WOLVEY LOCAL HISTORY GROUP


Burton Hastings
Copston Magna
Stretton Baskerville
Withybrook
Wolvey

 


 

 

Wolvey – a brief history

Wolvey has been strategically placed since Roman times.  Watling Street, linking London with the south-east and north-west was built by the Roman army, and today forms the north-eastern boundary of the parish.  Nearby High Cross with its Roman settlement developed at the junction of Watling Street with the Fosse Way, the south-west to north-east arterial route which was in existence before the Romans arrived.

The well-drained and easily managed sand and gravel soils, however, have been the reason for much earlier settlement in Wolvey and district, dating to prehistoric times.  These soils contrast with the boulder clay south of the village, probably forested at that time.  Access to Wolvey then would most likely have been along the rivers Anker (from the Tame and the Trent) or the Little Soar (from the Soar and the Trent) or by a third stream which passes through Withybrook to join the Sowe and eventually the Avon .  Thus the source of three tributaries of important rivers in the region led back to Wolvey.

Evidence of Late Neolithic and Bronze Age activity, some four thousand years ago, is abundant in the area.  A number of fields have yielded evidence of flint tools, some stray finds but others more likely to represent flint-knapping;  the nature of the flint suggests it was brought to Wolvey to be worked into tools for the local community.

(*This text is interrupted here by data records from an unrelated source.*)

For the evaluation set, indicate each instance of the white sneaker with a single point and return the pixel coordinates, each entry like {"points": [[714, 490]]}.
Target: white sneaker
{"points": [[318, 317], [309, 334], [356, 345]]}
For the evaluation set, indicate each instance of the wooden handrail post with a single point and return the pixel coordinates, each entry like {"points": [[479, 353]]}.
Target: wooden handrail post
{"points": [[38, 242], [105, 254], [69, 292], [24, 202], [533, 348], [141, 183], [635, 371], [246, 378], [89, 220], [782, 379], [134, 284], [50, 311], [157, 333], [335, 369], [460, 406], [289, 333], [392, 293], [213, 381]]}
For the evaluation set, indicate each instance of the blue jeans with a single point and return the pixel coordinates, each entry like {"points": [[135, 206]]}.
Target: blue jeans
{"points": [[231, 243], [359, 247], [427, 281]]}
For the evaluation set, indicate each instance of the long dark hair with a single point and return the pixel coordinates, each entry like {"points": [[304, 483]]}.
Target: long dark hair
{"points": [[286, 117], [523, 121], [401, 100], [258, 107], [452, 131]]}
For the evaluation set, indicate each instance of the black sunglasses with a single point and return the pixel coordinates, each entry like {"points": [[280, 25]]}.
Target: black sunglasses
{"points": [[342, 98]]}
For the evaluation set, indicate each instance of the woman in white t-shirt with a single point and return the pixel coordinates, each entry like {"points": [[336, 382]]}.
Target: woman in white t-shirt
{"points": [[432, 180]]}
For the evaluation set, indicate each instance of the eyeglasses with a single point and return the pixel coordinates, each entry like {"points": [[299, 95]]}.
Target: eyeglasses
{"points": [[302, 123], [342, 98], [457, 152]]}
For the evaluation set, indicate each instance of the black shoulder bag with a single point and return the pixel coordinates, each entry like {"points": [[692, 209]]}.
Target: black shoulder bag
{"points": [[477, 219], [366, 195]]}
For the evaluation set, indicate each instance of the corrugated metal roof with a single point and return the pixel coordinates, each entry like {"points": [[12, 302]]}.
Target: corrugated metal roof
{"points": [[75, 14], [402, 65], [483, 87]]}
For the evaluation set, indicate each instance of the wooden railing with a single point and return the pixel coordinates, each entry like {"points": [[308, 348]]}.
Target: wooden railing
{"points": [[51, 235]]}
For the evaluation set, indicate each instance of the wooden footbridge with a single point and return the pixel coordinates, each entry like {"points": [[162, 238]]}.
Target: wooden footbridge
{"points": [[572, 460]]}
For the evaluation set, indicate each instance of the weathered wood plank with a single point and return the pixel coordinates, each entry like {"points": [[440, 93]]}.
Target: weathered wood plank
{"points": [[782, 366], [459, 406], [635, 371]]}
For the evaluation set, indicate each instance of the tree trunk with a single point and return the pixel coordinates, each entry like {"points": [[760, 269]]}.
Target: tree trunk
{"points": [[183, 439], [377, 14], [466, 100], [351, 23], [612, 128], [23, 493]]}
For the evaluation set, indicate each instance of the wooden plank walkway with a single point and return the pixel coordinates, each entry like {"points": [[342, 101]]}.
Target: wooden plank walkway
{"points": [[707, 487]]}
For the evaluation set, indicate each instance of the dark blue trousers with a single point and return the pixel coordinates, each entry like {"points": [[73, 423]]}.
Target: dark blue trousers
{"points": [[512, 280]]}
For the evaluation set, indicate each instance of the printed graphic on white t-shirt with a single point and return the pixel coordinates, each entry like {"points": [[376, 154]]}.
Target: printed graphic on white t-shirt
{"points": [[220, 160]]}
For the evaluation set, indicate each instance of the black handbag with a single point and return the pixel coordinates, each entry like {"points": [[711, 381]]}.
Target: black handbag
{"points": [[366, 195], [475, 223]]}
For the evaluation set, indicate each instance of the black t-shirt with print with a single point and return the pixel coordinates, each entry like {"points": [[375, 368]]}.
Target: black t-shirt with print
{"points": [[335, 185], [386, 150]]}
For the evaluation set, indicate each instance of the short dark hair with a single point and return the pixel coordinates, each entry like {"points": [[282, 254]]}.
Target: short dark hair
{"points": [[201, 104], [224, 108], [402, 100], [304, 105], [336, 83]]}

The tools include arrowheads, knives and scrapers which suggests some hunting and preparation of animal skins took place here.  A number of mounds in the area, some built of turf, are likely to cover the burials of some of Wolvey’s bronze age inhabitants. Aerial photography suggests that there were Iron Age and Roman farmsteads in the area.  The famous defeat by the Romans of Boudicca, queen of one of the British tribes, probably occurred on Watling Street not far from Wolvey.

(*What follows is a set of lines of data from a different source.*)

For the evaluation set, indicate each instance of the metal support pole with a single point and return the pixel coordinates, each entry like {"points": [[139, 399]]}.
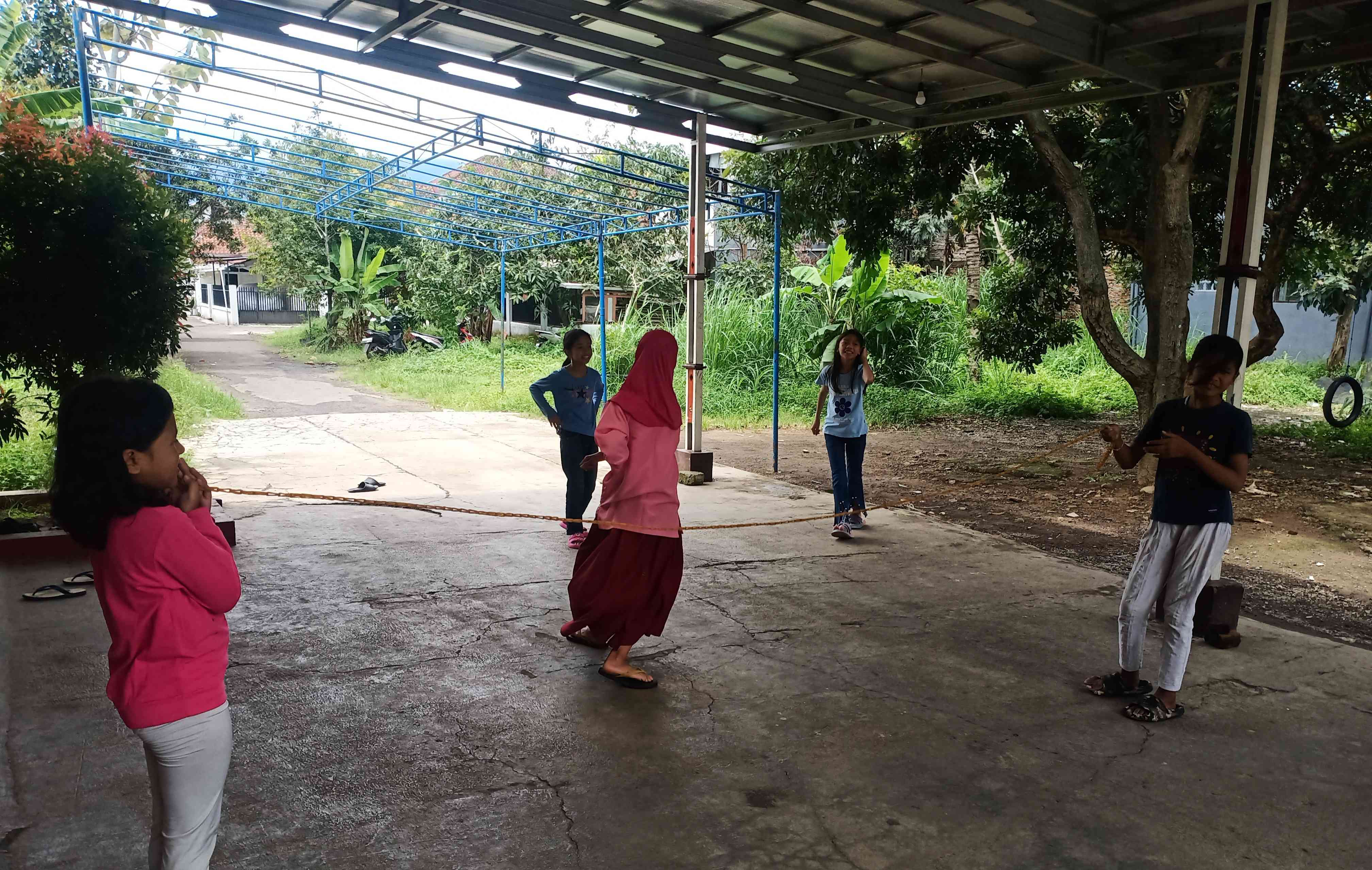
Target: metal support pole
{"points": [[600, 274], [83, 80], [1249, 165], [1249, 168], [693, 457], [505, 322], [776, 331]]}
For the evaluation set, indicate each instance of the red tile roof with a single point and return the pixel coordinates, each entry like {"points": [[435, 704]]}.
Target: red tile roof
{"points": [[210, 246]]}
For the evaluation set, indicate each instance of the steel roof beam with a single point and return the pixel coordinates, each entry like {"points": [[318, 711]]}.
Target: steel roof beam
{"points": [[408, 16], [710, 49], [532, 13], [1199, 24], [612, 61], [876, 33], [1356, 51], [1058, 40], [260, 22]]}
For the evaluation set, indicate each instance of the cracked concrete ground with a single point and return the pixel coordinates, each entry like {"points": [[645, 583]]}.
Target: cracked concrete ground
{"points": [[401, 696]]}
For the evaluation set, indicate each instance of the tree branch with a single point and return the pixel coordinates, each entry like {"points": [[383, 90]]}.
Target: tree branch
{"points": [[1353, 142], [1091, 271], [1189, 136]]}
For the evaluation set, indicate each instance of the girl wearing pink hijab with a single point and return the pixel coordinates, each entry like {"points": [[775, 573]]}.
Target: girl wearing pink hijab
{"points": [[626, 582]]}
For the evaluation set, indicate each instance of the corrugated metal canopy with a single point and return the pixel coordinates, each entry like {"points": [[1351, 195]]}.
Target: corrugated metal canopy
{"points": [[798, 73]]}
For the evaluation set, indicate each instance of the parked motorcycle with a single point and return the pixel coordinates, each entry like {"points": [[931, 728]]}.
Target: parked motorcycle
{"points": [[397, 339]]}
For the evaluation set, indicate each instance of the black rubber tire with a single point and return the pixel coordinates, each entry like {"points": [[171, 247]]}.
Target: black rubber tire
{"points": [[1357, 401]]}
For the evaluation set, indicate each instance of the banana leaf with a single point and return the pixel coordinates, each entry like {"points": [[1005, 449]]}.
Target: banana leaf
{"points": [[14, 33]]}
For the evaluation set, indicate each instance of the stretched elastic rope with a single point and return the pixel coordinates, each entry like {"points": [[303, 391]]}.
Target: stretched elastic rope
{"points": [[409, 505]]}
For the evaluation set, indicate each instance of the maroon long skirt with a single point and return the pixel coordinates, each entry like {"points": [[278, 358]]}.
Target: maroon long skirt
{"points": [[625, 585]]}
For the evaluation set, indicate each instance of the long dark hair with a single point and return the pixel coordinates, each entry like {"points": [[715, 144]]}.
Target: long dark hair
{"points": [[570, 339], [1213, 355], [98, 420], [852, 375]]}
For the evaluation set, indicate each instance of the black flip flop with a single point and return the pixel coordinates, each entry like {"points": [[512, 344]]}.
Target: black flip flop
{"points": [[629, 682], [1149, 709], [53, 593], [1112, 687]]}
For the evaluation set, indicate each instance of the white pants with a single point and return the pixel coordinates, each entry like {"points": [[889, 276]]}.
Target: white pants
{"points": [[1180, 560], [189, 761]]}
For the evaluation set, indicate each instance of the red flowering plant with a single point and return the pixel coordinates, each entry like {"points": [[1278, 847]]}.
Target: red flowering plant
{"points": [[94, 261]]}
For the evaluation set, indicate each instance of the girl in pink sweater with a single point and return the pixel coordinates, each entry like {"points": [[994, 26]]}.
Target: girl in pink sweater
{"points": [[165, 578], [626, 581]]}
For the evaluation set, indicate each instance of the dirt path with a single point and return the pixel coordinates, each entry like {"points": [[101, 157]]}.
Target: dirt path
{"points": [[1303, 544], [270, 385]]}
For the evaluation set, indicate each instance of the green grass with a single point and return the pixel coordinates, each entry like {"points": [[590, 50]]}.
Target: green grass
{"points": [[27, 463], [1283, 383], [1353, 442], [1072, 382]]}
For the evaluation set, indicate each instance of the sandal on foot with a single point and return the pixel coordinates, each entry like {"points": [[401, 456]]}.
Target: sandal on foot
{"points": [[577, 637], [1113, 687], [51, 593], [1149, 709], [629, 682]]}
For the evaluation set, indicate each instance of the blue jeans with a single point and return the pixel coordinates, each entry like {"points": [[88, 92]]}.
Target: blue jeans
{"points": [[846, 472]]}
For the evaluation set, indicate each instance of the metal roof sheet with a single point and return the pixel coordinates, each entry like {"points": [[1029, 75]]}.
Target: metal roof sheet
{"points": [[799, 73]]}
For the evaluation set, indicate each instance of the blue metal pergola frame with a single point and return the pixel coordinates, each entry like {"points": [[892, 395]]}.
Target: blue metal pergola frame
{"points": [[263, 131]]}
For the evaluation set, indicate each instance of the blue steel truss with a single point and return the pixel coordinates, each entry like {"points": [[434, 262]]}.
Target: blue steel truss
{"points": [[210, 118]]}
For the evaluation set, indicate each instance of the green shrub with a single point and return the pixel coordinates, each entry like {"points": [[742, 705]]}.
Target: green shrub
{"points": [[93, 263]]}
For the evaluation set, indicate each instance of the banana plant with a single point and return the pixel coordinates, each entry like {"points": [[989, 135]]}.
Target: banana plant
{"points": [[858, 301], [55, 108], [357, 289]]}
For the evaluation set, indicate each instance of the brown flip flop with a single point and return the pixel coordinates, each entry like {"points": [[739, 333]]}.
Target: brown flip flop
{"points": [[629, 682]]}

The first written record of Wolvey occurs in the Domesday Book of 1086.  From this we learn that Aethelric held land here before the Norman conquest. This also  records the name of Wolvey (Ulveia) and as it indicates a priest in the place, there was presumably a church.  The earliest part of the fabric of the present church is a 12th century doorway by which date Wolvey was prosperous enough to provide a weekly market for the area.  There were other settlements within the parish; one with its own chapel, known as Little Copston, long since disappeared, while another, recorded in the Domesday Book was Bramcote (Brancote).  They were agricultural communities, arable and pasture, with supporting crafts like smiths and millers, and operated within the feudal system.   Much of the land was farmed for the benefit of Combe Abbey;  one farm at Wolvey, which included a large fish pond, had been given for the benefit of the Knights Templar in 1257 – hence the current name of Temple Farm.

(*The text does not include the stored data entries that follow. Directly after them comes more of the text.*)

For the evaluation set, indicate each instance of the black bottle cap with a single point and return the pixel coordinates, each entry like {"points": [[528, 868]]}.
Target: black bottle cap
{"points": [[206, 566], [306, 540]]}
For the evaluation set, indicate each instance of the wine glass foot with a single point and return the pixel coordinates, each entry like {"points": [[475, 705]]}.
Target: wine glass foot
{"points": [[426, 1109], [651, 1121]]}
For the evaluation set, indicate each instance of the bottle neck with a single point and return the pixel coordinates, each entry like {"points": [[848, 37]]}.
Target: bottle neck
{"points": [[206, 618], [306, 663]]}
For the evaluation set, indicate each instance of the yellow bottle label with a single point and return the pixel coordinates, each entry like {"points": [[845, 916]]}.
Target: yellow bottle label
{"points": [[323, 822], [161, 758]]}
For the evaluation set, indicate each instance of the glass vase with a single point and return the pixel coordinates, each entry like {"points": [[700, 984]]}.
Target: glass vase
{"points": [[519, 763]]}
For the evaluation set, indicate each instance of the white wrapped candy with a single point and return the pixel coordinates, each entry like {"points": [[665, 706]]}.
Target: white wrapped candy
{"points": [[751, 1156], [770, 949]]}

Such land was removed from the religious orders following the dissolution of the monasteries in the mid-sixteenth century.  The manorial system however continued with strips of land cultivated by copyhold tenants in an open field system with shared grazing areas, controlled by two Lords of the Manor, the Marrowe and Astley families.  This system lasted for another two hundred years until changes in farming practice led to the enclosure awards in Wolvey of 1797.   From about this time a number of features associated with modern Wolvey begin to emerge. The road pattern as we know it today was laid out.  A school was established by the Vicar of Wolvey for poor children about 1784 and the Baptist Chapel was built 1789.  By this time the industrial revolution was leaving its mark on rural Wolvey both in farming and in the work of its inhabitants.  The 1841 census records more people employed in framework knitting than in farming; farm labouring brought in about nine shillings a week; knitters could earn up to 12 shillings a week. Thus the Leicestershire hosiery industry impacted on Wolvey although about mid-century some silk ribbon weaving was being undertaken, most likely linked to the Coventry industry.

By the end of the century farming and its support services provided income for the majority of its inhabitants; there was a village smithy and a wheelwright but also a number of traders in Wolvey: butchers, bakers, grocers, coal dealers and other shopkeepers.